Das Quellgebiet liegt auf der Wasserscheide zwischen Nord- und Ostsee. Die Havel fließt von der Quelle nach Süden ab (und später über die Elbe in die Nordsee). Nur unweit östlich entwässert der Tennessee über die Peene in die Ostsee (Peenemünde).

Die Entfernung zwischen Havel-Quelle und der Mündung in die Elbe ist Luftlinie nur  94 km. Aber 334 km muss die Havel zurücklegen, um die Elbe zu erreichen. Das liegt an dem großen Bogen, den der Fluss zunächst nach Süden (bis Potsdam – Obere Havel), dann nach Westen (bis Brandenburg Mittlere Havel) und ab hier nach Norden bis Havelberg (Untere Havel) machen muss.
Schon von der Quelle an hangelt sich die Havel von See zu See. Es beginnt im Mühlensee, dann Dambecker See, Röthsee, Käbelicksee, Granziner See usw. Bei Berlin und Potsdam sind es Wannsee, Tiefer See, Templiner See, Schwielowsee, Großer Zernsee usw.

Den Abschnitt der Oberen Havel von Oranienburg bis Berlin bin ich von Wannsee aus gefahren.

Die Havel wurde schon früh als Schifffahrtstraße genutzt. An vielen Stellen wurde der Fluss kanalartig ausgebaut.

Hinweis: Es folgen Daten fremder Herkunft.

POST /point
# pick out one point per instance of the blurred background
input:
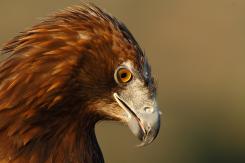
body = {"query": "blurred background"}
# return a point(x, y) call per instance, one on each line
point(197, 52)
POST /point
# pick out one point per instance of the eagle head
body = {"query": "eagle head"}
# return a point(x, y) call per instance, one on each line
point(60, 77)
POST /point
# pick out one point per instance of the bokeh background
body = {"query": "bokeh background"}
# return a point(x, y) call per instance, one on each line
point(197, 52)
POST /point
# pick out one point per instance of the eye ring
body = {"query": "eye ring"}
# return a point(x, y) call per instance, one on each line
point(123, 75)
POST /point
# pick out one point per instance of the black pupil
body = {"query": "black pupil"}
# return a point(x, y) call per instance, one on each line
point(123, 75)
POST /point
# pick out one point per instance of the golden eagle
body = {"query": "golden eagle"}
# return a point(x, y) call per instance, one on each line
point(57, 79)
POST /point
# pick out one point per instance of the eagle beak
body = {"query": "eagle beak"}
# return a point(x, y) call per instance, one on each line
point(143, 121)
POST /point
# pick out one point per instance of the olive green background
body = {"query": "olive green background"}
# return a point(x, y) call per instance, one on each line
point(196, 49)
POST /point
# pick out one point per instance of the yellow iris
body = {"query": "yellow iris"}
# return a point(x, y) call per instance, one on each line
point(124, 75)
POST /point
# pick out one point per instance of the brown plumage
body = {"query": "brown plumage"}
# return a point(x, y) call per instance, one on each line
point(57, 80)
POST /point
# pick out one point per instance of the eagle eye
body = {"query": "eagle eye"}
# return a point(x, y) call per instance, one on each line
point(123, 75)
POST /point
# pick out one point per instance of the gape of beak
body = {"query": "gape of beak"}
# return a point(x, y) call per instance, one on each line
point(144, 122)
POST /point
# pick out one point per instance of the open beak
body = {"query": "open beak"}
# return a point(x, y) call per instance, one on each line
point(143, 118)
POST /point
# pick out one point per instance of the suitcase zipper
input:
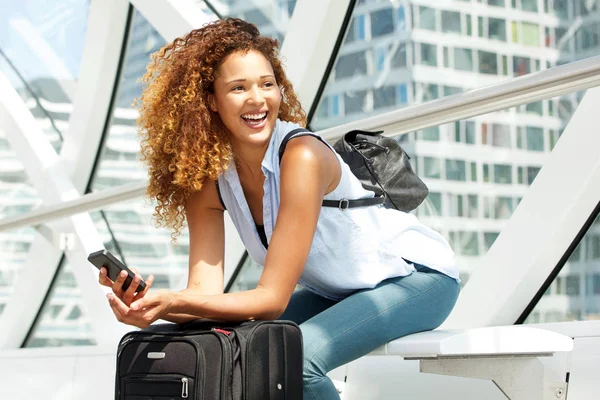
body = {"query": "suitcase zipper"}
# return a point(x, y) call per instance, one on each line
point(162, 379)
point(184, 388)
point(228, 364)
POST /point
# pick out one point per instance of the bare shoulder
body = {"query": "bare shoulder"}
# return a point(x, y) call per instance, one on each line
point(204, 199)
point(308, 150)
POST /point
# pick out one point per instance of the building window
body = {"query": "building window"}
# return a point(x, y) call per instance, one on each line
point(400, 19)
point(360, 27)
point(488, 63)
point(492, 28)
point(351, 64)
point(489, 238)
point(521, 65)
point(463, 59)
point(432, 206)
point(432, 167)
point(428, 54)
point(402, 93)
point(503, 207)
point(531, 174)
point(456, 170)
point(354, 102)
point(502, 173)
point(335, 105)
point(497, 3)
point(451, 22)
point(380, 55)
point(535, 138)
point(501, 135)
point(399, 57)
point(526, 33)
point(573, 282)
point(384, 97)
point(382, 22)
point(427, 18)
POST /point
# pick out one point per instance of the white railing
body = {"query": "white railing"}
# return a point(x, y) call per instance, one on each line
point(530, 88)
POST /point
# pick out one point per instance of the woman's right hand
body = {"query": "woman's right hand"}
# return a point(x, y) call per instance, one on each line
point(128, 296)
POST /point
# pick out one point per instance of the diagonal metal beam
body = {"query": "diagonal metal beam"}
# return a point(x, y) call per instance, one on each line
point(561, 199)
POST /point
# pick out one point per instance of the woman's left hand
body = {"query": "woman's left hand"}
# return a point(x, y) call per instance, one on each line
point(144, 311)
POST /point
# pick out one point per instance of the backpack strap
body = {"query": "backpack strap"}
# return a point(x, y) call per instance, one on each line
point(219, 193)
point(342, 204)
point(296, 133)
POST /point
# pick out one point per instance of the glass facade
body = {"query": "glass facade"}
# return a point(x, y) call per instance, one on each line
point(41, 46)
point(394, 54)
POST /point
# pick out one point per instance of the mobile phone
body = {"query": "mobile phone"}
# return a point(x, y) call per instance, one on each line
point(103, 258)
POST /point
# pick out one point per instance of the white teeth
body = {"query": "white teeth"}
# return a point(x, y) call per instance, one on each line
point(254, 116)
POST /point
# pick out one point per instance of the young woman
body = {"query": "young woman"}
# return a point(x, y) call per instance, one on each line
point(214, 112)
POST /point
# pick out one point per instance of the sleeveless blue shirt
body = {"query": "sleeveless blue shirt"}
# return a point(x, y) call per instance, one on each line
point(352, 249)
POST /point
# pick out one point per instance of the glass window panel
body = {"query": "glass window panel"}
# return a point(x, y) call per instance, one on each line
point(382, 22)
point(521, 66)
point(350, 65)
point(456, 170)
point(530, 34)
point(432, 205)
point(497, 29)
point(463, 59)
point(468, 244)
point(451, 22)
point(399, 57)
point(64, 319)
point(504, 207)
point(354, 102)
point(502, 173)
point(432, 134)
point(384, 97)
point(578, 282)
point(428, 54)
point(535, 138)
point(501, 135)
point(488, 63)
point(529, 5)
point(427, 18)
point(432, 167)
point(532, 173)
point(497, 3)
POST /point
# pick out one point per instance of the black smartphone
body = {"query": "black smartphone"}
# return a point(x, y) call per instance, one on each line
point(103, 258)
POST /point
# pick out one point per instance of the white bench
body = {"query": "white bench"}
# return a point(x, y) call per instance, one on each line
point(525, 363)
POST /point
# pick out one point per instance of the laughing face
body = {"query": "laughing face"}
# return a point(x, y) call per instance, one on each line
point(246, 97)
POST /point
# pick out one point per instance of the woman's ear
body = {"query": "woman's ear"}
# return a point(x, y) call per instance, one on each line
point(212, 104)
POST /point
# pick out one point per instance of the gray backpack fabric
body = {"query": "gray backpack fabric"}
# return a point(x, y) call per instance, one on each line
point(381, 165)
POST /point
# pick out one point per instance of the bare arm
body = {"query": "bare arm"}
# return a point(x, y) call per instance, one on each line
point(308, 170)
point(204, 214)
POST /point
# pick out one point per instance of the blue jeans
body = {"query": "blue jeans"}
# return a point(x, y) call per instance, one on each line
point(335, 333)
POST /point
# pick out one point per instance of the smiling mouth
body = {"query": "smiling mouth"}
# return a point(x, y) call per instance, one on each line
point(255, 119)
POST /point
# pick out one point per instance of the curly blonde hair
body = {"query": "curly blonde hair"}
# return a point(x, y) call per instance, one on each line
point(183, 142)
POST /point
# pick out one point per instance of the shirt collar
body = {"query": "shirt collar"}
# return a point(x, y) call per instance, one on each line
point(273, 150)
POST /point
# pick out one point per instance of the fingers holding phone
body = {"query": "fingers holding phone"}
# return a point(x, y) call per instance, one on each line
point(126, 284)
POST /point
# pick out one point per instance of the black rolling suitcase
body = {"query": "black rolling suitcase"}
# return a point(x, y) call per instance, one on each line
point(254, 360)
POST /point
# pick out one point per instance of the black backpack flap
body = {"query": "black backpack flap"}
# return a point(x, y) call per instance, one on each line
point(382, 166)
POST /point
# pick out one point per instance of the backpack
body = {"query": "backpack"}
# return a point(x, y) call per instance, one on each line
point(381, 166)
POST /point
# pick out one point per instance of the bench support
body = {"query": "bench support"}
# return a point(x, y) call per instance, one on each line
point(518, 377)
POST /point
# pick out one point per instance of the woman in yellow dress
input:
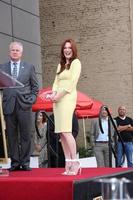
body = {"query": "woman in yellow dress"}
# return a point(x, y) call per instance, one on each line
point(64, 97)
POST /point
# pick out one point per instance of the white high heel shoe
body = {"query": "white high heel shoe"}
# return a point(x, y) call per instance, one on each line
point(68, 165)
point(75, 167)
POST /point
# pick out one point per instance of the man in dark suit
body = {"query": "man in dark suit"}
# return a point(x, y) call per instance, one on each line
point(17, 103)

Um Berlin mit der Oder zu verbinden wurde der Oder-Havel-Kanal gebaut. Schon vor dem 30-jährigen Krieg wurde (1605 – 1620) ein Vorläufer, der Finow-Kanal gebaut. Er gilt als ältester deutscher Schifffahrtkanal, der noch in Betrieb ist. Im 30-jährigen Krieg wurde er verwüstet und ab 1743 wieder hergestellt. Er verband die Havel bei Liebenwalde über den kleinen Fluss Finow mit der Oder. Möglich wurde das durch den Einbau von Kammerschleusen zur Überwindung der Höhenunterschiede.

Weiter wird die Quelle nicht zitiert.